2.1.4 Laplace smoothing
Rubric: {reasoning:2}
One way to think of Laplace smoothing is that you’re augmenting the training set with extra counts. Consider
the estimates of the conditional probabilities in this dataset when we use Laplace smoothing (with β = 1).
Give a set of extra training examples that we could add to the original training set that would make the
basic estimates give us the estimates with Laplace smoothing (in other words give a set of extra training
examples that, if they were included in the training set and we didn’t use Laplace smoothing, would give
the same estimates of the conditional probabilities as using the original dataset with Laplace smoothing).

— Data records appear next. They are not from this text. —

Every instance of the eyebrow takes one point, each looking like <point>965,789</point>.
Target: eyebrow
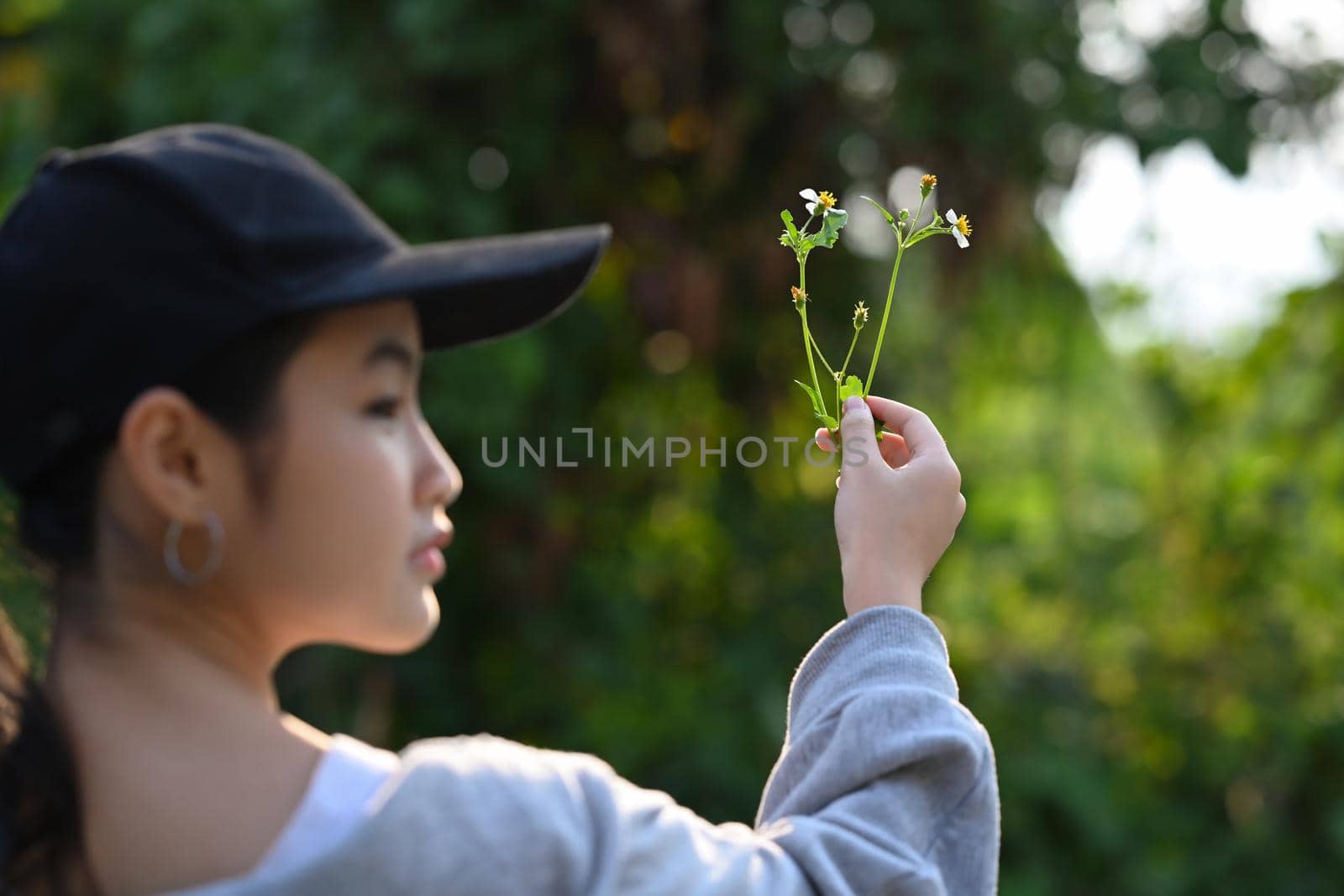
<point>391,349</point>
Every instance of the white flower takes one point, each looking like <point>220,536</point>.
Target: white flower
<point>823,199</point>
<point>960,228</point>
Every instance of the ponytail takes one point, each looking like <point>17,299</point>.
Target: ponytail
<point>42,848</point>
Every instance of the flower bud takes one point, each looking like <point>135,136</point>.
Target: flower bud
<point>860,317</point>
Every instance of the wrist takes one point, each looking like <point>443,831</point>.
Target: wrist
<point>862,593</point>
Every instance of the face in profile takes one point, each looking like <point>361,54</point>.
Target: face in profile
<point>360,484</point>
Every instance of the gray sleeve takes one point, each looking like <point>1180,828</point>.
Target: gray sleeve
<point>885,785</point>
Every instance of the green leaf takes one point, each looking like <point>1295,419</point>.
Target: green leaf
<point>813,396</point>
<point>830,233</point>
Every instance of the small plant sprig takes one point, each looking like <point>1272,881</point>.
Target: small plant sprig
<point>827,234</point>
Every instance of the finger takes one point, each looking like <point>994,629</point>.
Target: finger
<point>913,425</point>
<point>858,439</point>
<point>894,449</point>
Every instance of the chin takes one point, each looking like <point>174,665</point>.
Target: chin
<point>417,625</point>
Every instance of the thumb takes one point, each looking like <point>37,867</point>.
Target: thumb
<point>858,439</point>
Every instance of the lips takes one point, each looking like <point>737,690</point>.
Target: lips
<point>438,539</point>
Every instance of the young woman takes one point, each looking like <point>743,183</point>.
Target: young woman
<point>208,365</point>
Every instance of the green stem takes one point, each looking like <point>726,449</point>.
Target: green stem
<point>806,336</point>
<point>886,311</point>
<point>916,221</point>
<point>853,343</point>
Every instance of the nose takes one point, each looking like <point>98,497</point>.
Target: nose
<point>440,479</point>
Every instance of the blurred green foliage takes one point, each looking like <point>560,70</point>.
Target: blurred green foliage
<point>1142,600</point>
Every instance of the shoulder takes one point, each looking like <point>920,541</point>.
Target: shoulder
<point>492,757</point>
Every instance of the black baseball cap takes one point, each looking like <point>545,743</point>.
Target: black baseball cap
<point>123,262</point>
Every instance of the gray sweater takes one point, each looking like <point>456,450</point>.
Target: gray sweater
<point>885,785</point>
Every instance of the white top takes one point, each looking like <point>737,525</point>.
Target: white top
<point>338,799</point>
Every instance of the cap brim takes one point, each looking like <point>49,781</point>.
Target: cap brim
<point>474,291</point>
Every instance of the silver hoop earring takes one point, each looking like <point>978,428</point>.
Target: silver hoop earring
<point>217,551</point>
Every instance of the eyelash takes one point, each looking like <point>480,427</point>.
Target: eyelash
<point>387,407</point>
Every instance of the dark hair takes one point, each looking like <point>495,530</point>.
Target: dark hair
<point>40,831</point>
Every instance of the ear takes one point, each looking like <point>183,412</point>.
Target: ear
<point>170,452</point>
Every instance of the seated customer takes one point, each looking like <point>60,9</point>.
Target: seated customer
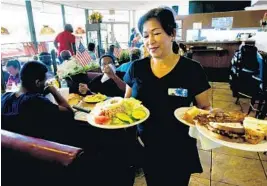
<point>91,49</point>
<point>135,54</point>
<point>111,52</point>
<point>28,112</point>
<point>13,68</point>
<point>65,55</point>
<point>112,87</point>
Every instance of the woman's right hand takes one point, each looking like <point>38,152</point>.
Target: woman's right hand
<point>83,88</point>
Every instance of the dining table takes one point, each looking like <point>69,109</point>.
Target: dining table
<point>112,154</point>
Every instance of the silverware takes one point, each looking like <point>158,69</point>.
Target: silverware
<point>81,109</point>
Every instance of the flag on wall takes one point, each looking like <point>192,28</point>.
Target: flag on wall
<point>82,55</point>
<point>117,52</point>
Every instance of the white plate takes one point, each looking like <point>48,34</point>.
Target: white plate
<point>178,113</point>
<point>91,121</point>
<point>80,116</point>
<point>261,147</point>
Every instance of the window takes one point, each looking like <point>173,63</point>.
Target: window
<point>15,20</point>
<point>45,14</point>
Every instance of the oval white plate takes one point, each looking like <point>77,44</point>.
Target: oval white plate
<point>261,147</point>
<point>91,121</point>
<point>178,113</point>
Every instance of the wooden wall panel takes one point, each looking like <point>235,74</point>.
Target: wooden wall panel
<point>242,19</point>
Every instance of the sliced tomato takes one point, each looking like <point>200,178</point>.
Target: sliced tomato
<point>102,120</point>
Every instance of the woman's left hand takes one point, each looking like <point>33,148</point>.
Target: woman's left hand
<point>107,70</point>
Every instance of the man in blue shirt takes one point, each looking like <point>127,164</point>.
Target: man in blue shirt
<point>29,112</point>
<point>133,32</point>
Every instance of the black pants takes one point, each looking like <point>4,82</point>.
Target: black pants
<point>162,169</point>
<point>156,176</point>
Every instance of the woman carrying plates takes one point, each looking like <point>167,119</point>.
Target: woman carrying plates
<point>164,82</point>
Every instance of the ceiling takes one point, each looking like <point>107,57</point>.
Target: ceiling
<point>115,5</point>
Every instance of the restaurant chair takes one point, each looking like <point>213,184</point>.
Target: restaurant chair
<point>32,161</point>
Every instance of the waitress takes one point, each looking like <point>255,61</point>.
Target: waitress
<point>164,82</point>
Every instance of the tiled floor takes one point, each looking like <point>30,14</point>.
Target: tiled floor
<point>225,166</point>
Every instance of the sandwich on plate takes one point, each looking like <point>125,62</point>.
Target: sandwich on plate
<point>233,132</point>
<point>255,129</point>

Present your answer in a reasonably easy-to-read format, for example the same format as the data set at
the start of this question.
Answer: We can add the following data to our dataset. It will give the same effects as Laplace smoothing
X =
1 0 1
0 1 0
1 0 1
0 1 0
, y =
spam
spam
not spam
not spam
2.2 Bag of Words
Rubric: {reasoning:3}
If you run python main.py -q 2.2, it will load the following dataset:
1. X: A binary matrix. Each row corresponds to a newsgroup post, and each column corresponds to
whether a particular word was used in the post. A value of 1 means that the word occured in the post.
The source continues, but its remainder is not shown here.